The Pink Opaque is a mélange of ’90s TV touchstones, including The X-Files, Are You Afraid of the Dark?, and Twin Peaks. But it’s a treasure trove for Buffy the Vampire Slayer fans, with more Easter eggs (cracked and otherwise) than one could catch in a single viewing. The show features a weekly lineup of bands playing at the local rock club, an obvious analogue for Buffy’s Bronze, even though the vibe is closer to the apocalyptic decadence of Twin Peaks: The Return’s Roadhouse. Its supernatural storyline is transparently structured as a (sometimes on-the-nose) allegory of teenage girlhood, and when the movie shows us the opening credits of one episode, they’re in the instantly recognizable Buffy font. (There’s also an especially fitting cameo by a member of the Buffy cast.) Schoenbrun, who put A24’s money to work commissioning 16 bands to record songs for the soundtrack, gave them the prompt, “I want you to write the song you would have played if you had shown up on Buffy in Season 3.”

Owen and Maddy build their friendship and their identities around The Pink Opaque, even though his taciturn stepfather (played by none other than Limp Bizkit’s Fred Durst) asks him, “Isn’t that a show for girls?” And then, like so many cult favorites, it’s just gone, canceled with no warning or resolution. The show has been a lifeline for these suburban misfits, a portal to another world, and now it’s closed, leaving its fans with five seasons of devotion and nowhere to put it. Buffy didn’t end after five seasons, but it did switch networks after a “CW series finale” that ended with Sarah Michelle Gellar’s slayer sacrificing her life to save the world. If you weren’t sufficiently plugged in to the still-growing internet, you could easily have thought that was really it—that five years of fighting evil simply ended with our heroine dead and in the ground.

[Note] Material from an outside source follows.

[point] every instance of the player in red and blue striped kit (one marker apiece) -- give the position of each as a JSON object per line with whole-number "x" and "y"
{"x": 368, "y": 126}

Understanding that you’re trans, Schoenbrun explained after the screening, can come as a similarly dislocating shock. “That realization, if you’re going to actually do something with that knowledge, it’s going to be like burying yourself alive,” they said. Although there’s no explicit gender dysphoria in I Saw the TV Glow, there is plenty of ego death on both sides of the screen, and the prevailing sense that allowing a new self to emerge sometimes entails a sharp break with the old one. The Pink Opaque is a vessel for Owen and Maddy to imagine a different world, one where their reality is not bound by the limitations of their physical bodies—a hyperbolized version of the suburban teenager’s wish to somehow, some way, be anywhere else. But the prospect of liberation is also a terrifying one. Although Schoenbrun’s movies have been loosely categorized as horror, they’re driven more by a profound sense of the uncanny than a rush to the next jump scare. I Saw the TV Glow is unnerving, unsettling, and engrossing, the kind of movie best watched on the border between waking and sleep. (Schoenbrun said their dream was to make “a movie that can play midnights at the IFC Center for 20 or 30 years.”) The day after, I’m still not sure I didn’t dream the whole thing.